Echo Park might not immediately strike people as an evangelist hot spot, but in the 1920s, it was the home base of fiery female evangelist and radio sensation Aimee Semple McPherson. She is the woman behind the Angelus Temple at the International Church of the Foursquare Gospel (that giant, white amphitheater-looking building at the intersection of Park and Glendale).
Aimee was born into a farming family in Ontario, Canada in 1890. It was a religious household, but Aimee came to evangelism of her own accord. She began preaching in 1913, traveling throughout Canada and the United States and holding tent revivals. She became known as a faith healer, and became so popular that her gatherings began to fill to over capacity.

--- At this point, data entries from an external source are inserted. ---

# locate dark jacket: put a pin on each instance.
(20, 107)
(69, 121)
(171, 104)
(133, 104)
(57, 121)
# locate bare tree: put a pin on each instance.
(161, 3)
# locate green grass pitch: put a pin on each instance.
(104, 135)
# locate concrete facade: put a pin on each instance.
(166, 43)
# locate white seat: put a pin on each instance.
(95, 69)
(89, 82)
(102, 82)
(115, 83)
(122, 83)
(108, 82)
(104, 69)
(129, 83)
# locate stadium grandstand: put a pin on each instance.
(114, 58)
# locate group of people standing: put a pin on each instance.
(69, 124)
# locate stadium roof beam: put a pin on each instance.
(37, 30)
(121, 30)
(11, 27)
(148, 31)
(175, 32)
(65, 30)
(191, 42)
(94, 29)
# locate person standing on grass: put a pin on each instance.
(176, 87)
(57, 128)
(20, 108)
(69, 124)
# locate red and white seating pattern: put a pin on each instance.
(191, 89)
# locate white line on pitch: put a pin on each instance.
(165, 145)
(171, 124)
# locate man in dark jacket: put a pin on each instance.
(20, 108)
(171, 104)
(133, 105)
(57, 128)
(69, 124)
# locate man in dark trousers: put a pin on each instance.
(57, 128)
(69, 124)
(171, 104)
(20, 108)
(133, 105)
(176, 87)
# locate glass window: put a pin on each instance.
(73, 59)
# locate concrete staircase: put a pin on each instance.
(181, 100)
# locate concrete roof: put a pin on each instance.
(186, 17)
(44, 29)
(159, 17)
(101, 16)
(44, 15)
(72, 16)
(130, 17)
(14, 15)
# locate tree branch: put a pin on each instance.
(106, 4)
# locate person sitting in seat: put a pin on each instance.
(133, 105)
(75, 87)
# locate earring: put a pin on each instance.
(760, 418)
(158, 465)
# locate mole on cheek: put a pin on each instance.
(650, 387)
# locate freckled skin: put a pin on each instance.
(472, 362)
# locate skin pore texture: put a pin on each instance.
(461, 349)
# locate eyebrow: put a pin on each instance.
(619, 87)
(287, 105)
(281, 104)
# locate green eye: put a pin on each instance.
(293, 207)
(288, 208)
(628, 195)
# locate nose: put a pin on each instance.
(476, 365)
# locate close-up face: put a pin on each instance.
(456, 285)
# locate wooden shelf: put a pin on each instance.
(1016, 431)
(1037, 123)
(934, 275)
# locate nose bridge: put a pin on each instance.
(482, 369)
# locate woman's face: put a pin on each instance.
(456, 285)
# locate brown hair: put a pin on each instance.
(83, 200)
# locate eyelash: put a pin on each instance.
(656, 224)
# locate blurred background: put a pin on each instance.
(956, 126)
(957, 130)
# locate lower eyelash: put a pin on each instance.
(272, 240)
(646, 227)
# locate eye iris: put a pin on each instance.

In the late 1910s, Aimee decided to settle in Los Angeles with her mother and her two children. She bought a plot of land next to Echo Park Lake which she described as “heaven on earth.” It was here that she decided to build a church from which she would spread the Foursquare Gospel, the name that she gave to her teachings after experiencing a vision.
While preaching in Oakland in 1922, Aimee had a vision similar to the one in the first chapter of the book of Ezekiel. She saw a cup, a dove, a crown and a cross and believed they symbolized (respectively) healing, baptism, the Savior and the Second Coming. She believed that these four symbols corresponded to everything that was important in society and in one’s own life. She named her teachings, with their focus on these four pillars of life, the Foursquare Gospel.
It took less than two years to build the church (1920 to 1922), and it was dedicated on January 1, 1923. It was built entirely with donations that Aimee collected from her followers which is believed to have amounted to 1.2 million dollars.